Optimization of the electroanalytical parameters

Effect of quantity of Ca-MMT clay

As shown in Fig. 10A and B, the different ratios (w/w) of Ca-MMT clay in the graphite paste remarkably influence the square wave anodic stripping voltammetry peak current magnitude of 100 nmol L−1 VILD compared to the bare CPE; at pH = 7.0, Eacc = 0.1, and tacc = 40 s. The stripping peak current magnitude firstly increased upon the increase of the Ca-MMT clay ratio up to 5% (w/w) in the CP and then decreased at higher clay ratios. Such an increase in the magnitude of the stripping peak current was expected due to the increase in the number of surface reactive sites. The presence of more clay resulted in more binding sites for the VILD on the MMT surface, leading to the improvement of the efficiency of preconcentration of the VILD at Ca-MMT. However, the conductivity of the modified CPE dropped with an increase in the ratio of the non-conducting Ca-MMT clay; hindering the electron transfer process and increasing the background current.

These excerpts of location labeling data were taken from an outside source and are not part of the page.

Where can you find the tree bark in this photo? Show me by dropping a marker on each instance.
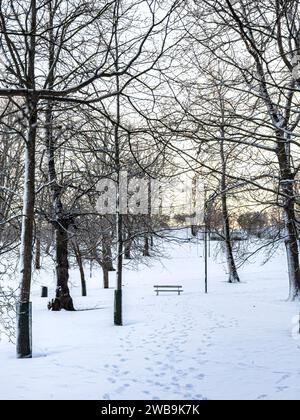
(233, 274)
(81, 268)
(291, 241)
(146, 250)
(38, 246)
(105, 277)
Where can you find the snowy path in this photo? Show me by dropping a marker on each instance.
(235, 343)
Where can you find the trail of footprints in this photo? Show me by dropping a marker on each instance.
(172, 367)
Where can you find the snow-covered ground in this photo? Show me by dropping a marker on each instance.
(234, 343)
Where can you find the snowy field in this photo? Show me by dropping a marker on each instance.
(234, 343)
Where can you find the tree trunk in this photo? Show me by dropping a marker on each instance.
(233, 274)
(81, 268)
(291, 242)
(63, 299)
(146, 250)
(38, 246)
(24, 339)
(127, 248)
(28, 210)
(105, 277)
(107, 253)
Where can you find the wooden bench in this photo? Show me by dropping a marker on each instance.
(168, 288)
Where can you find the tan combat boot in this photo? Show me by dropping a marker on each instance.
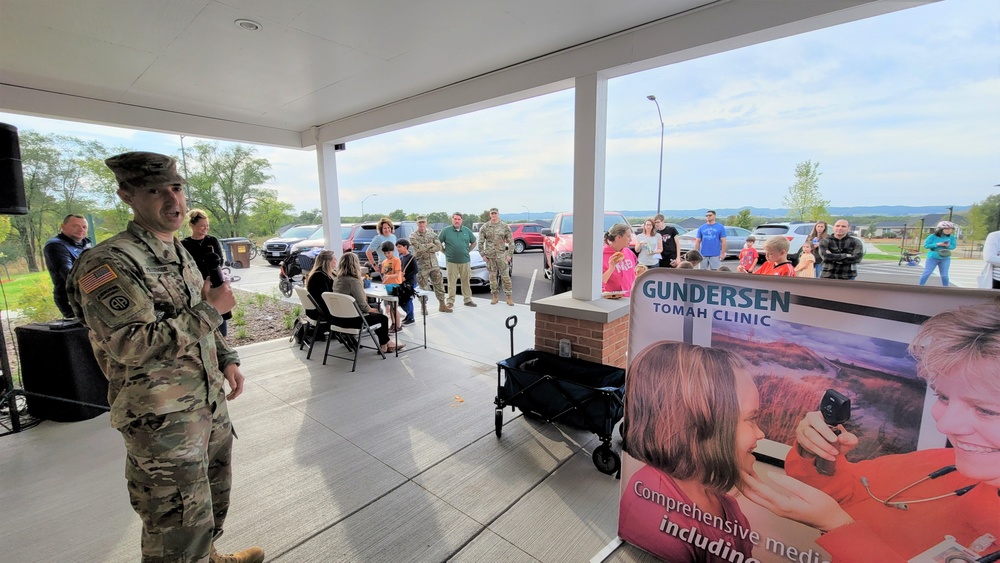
(252, 555)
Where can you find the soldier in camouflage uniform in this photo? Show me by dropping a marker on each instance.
(425, 245)
(153, 321)
(496, 245)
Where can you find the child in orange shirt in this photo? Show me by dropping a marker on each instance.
(776, 251)
(392, 276)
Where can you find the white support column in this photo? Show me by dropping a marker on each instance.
(329, 196)
(589, 148)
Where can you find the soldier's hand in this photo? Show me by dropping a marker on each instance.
(221, 297)
(235, 379)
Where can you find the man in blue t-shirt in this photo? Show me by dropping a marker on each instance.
(710, 240)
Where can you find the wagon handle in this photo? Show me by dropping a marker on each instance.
(510, 323)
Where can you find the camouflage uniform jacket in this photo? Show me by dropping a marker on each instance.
(153, 335)
(495, 240)
(425, 246)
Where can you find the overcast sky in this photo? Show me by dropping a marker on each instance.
(902, 109)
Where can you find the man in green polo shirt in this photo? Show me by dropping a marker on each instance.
(458, 241)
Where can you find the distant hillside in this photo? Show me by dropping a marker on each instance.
(884, 210)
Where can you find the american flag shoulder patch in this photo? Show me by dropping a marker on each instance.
(96, 278)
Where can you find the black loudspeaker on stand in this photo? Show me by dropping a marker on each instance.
(12, 201)
(60, 375)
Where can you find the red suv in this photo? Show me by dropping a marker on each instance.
(527, 235)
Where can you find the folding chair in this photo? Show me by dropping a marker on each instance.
(344, 306)
(309, 304)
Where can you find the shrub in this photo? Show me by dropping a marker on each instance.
(36, 303)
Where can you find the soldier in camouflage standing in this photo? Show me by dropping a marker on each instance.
(426, 245)
(496, 245)
(153, 325)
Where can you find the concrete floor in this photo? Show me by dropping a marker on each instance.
(397, 461)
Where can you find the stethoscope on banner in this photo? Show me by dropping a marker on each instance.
(904, 505)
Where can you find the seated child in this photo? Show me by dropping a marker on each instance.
(392, 276)
(776, 251)
(748, 256)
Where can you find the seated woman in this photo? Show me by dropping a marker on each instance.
(348, 282)
(320, 280)
(408, 263)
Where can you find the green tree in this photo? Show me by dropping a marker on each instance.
(226, 182)
(269, 213)
(312, 217)
(40, 161)
(439, 217)
(984, 217)
(804, 200)
(742, 219)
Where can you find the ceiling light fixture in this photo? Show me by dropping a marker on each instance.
(248, 25)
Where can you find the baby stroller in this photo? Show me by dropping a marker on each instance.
(290, 274)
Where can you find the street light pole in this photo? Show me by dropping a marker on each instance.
(187, 188)
(363, 206)
(659, 189)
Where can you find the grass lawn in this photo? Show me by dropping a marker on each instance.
(14, 288)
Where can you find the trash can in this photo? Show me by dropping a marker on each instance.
(240, 251)
(226, 242)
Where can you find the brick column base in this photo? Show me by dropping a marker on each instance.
(594, 341)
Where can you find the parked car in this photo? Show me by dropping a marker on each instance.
(796, 232)
(557, 256)
(365, 232)
(736, 238)
(278, 248)
(527, 235)
(319, 239)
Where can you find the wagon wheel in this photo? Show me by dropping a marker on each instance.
(606, 460)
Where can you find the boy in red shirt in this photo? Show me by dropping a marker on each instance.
(748, 256)
(776, 251)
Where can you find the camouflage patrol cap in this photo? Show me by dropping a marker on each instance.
(141, 169)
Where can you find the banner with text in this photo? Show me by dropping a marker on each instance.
(781, 419)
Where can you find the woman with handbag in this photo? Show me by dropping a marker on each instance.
(939, 245)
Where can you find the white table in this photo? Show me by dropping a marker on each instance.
(377, 291)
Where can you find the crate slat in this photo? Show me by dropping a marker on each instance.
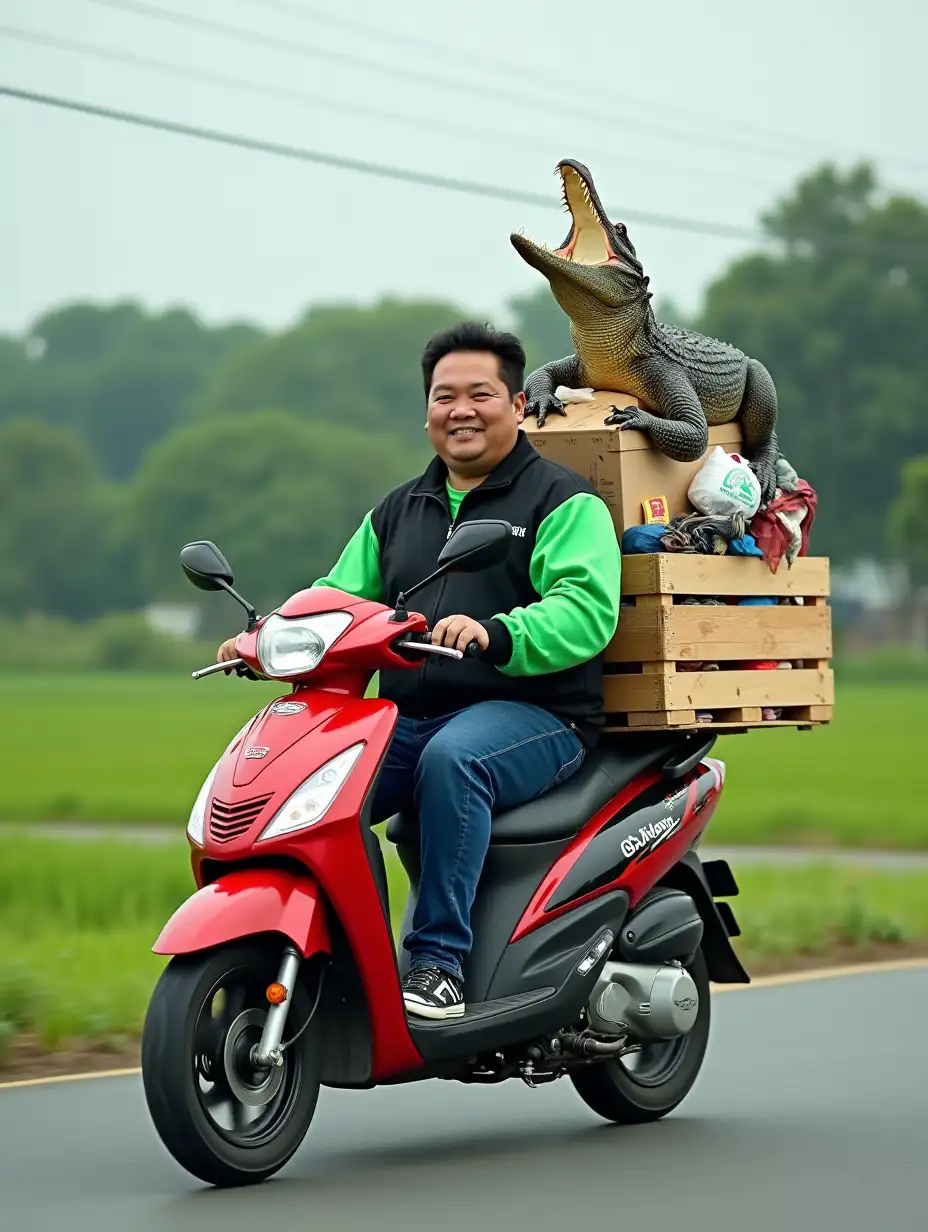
(705, 633)
(668, 573)
(717, 690)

These findings implied that the modifier of 5% (w/w) Ca-MMT/CPE was critical for the development of the VILD. The results are investigated at the frequency (f), scan increment (∆Es), and pulse amplitude (a) of 80 Hz, 10 mV, and 25 mV, respectively.

Fig. 10
figure 10

(A) SW-AdAS voltammograms of 100 nmol L−1 VILD in a BR universal buffer of pH 7.0, following preconcentration onto the bare CPE (a) and CPE modified with 1.0% (b), 3.0% (c), 5.0% (d), 7.0% (e) and 9.0% (f) (w/w) Ca-MMT clay by adsorptive accumulation for 40 s at 0.1 V and (B) its corresponding plot of Ip as a function of % (w/w) Ca-MMT clay; (f = 80 Hz, ΔEs = 10 mV and a = 25 mV)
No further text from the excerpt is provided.